Aline devait apporter le gâteau d’anniversaire à la fête de son neveu, mais elle a complètement oublié et elle est arrivée les mains vides. Sa soeur Julie est furieuse, les magasins sont fermés, il est trop tard pour acheter un gâteau. Ah… la crise! Julie est remplie de colère et Aline est remplie de honte. Une situation classique. Parfois c’est une promesse non-maintenue, parfois c’est une négligence, parfois c’est un pot cassé ou un malentendu. Et face à face se trouve une personne en colère et une personne couverte de honte.
Pour apaiser la colère de l’autre, la responsable va essayer de réparer son erreur, mais souvent, même en réparant l’erreur, la colère ne disparaît pas totalement. De plus, en réparant l’erreur, la honte ne disparaît pas totalement non plus. Pourquoi? Parce que les émotions sont un élément à part qui doit être traité à part. Et personne d’autre ne peut gérer nos propres émotions. “Chacun est seul dans ses chagrins et ses joies, personne d’autre ne peut les partager” (Proverbes 14:10 NFC). Nous ne pouvons pas régler la colère d’une autre personne, et même avec de beaux mots encourageants, nous ne pouvons pas régler la honte d’une autre personne. A chacun son combat, et si nous voulons trouver une solution viable au problème, mieux d’abord s’occuper de nos émotions.
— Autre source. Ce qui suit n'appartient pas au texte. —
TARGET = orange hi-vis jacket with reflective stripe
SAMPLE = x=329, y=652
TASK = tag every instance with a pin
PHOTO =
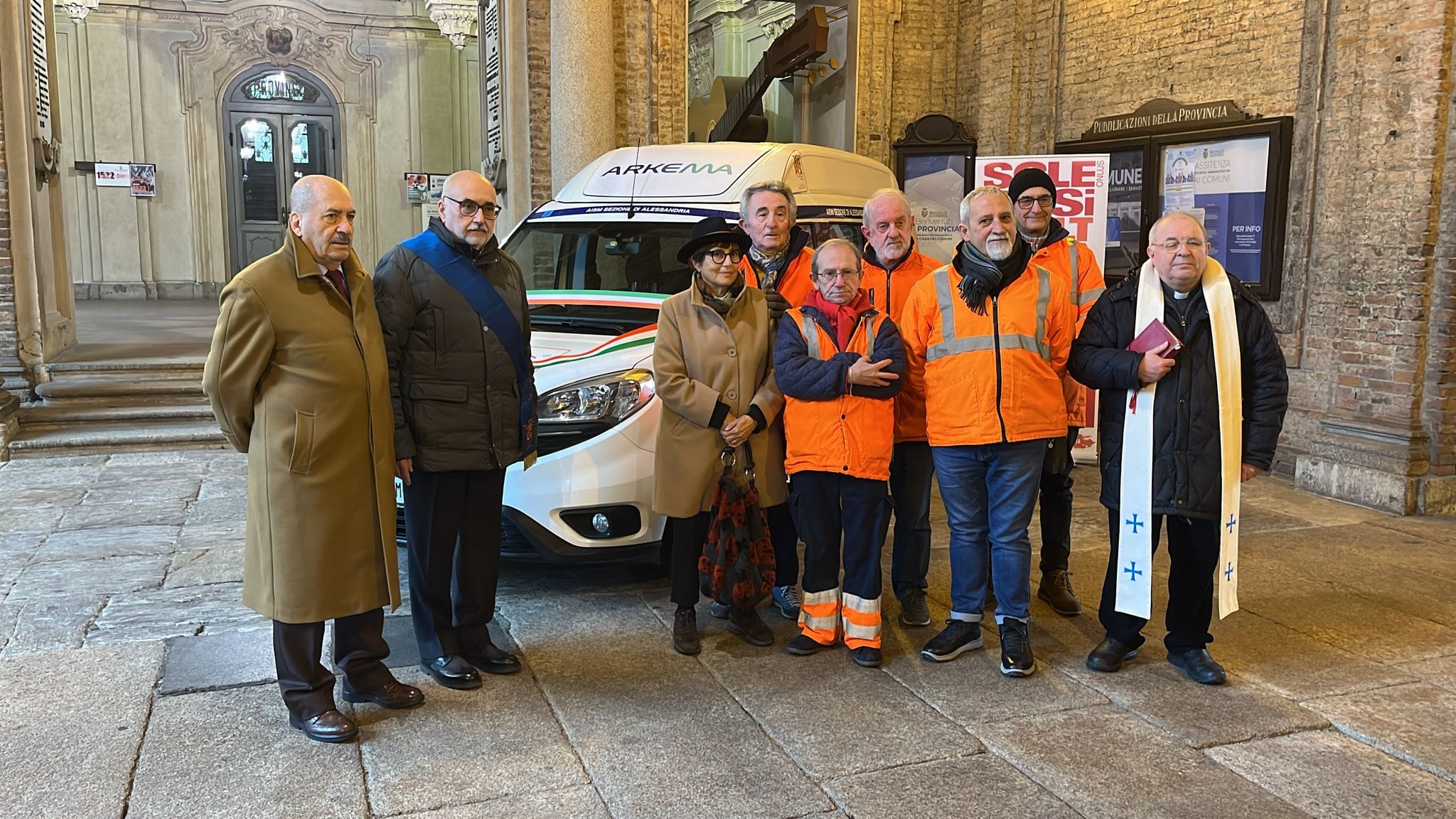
x=1062, y=258
x=851, y=434
x=890, y=291
x=993, y=378
x=794, y=283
Lorsque Caïn a eu son offrande rejeté, Dieu lui a dit de faire attention à sa colère. “Et l’Éternel dit à Caïn: Pourquoi es-tu irrité, et pourquoi ton visage est-il abattu? Certainement, si tu agis bien, tu relèveras ton visage, et si tu agis mal, le péché se couche à la porte, et ses désirs se portent vers toi: mais toi, domine sur lui” (Genèse 4:6-7 LSG) Dieu ne lui a pas demandé de régler la raison de sa colère, mais de laisser tomber sa colère. Parce que rester colérique peut entraîner d’autres problèmes. Dans Ephésiens 4:26-27, il n’est pas dit que nous devons régler la raison de notre colère, mais de ne pas rester colérique. “Si vous vous mettez en colère, ne péchez point; que le soleil ne se couche pas sur votre colère, et ne donnez pas accès au diable.” (LSG)
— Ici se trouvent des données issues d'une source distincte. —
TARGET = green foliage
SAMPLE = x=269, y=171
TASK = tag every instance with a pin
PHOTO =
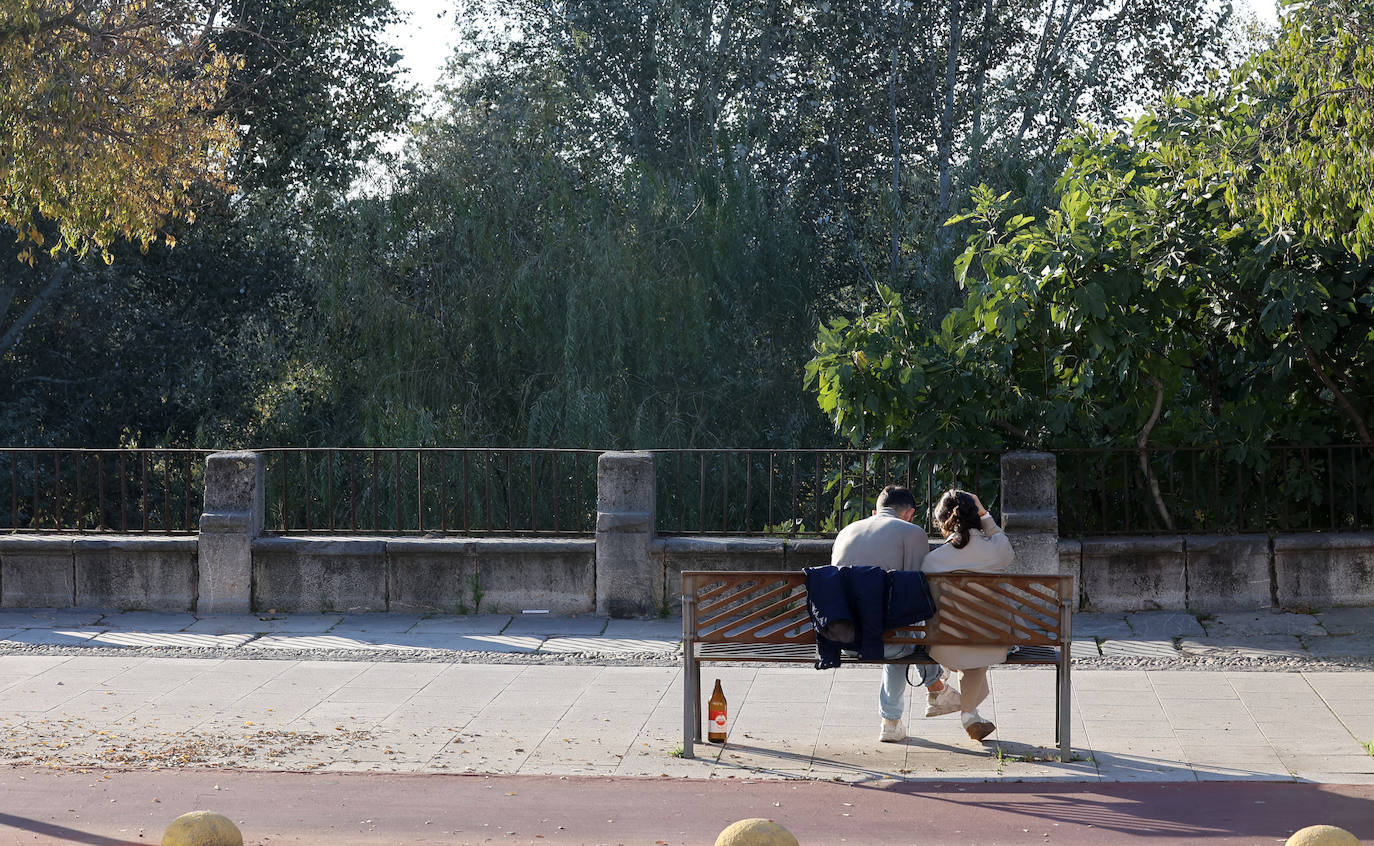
x=1294, y=132
x=111, y=118
x=1152, y=298
x=172, y=345
x=504, y=293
Parce que lorsque nous nous débarrassons de la colère, notre façon de regarder la personne responsable de la crise change. Au lieu de la regarder avec des yeux colériques, nous la regardons avec le regard de Dieu. Cela nous aide à pardonner et à trouver une solution calmement. Dans le même ordre d’idées, lorsque nous nous débarrassons de la honte d’avoir fait une erreur, nous voyons la situation de façon moins dramatique et nous pouvons trouver une solution plus rationnelle au problème.
Enfin, lorsque nous réalisons que la colère de la personne offensée ne nous appartient pas, nous cessons d’essayer de la régler, ou de l’excuser. Lorsque nous savons que c’est la personne qui a honte qui doit régler son émotion, nous lui laissons son espace pour être guéri. Nous pouvons bien sûr aider nos frères et soeurs à calmer leurs ardeurs, mais au bout du compte, il est de notre propre responsabilité de prendre soin de notre âme.
La solution au problème peut attendre à demain; aujourd’hui, commençons par régler nos émotions face à ce problème.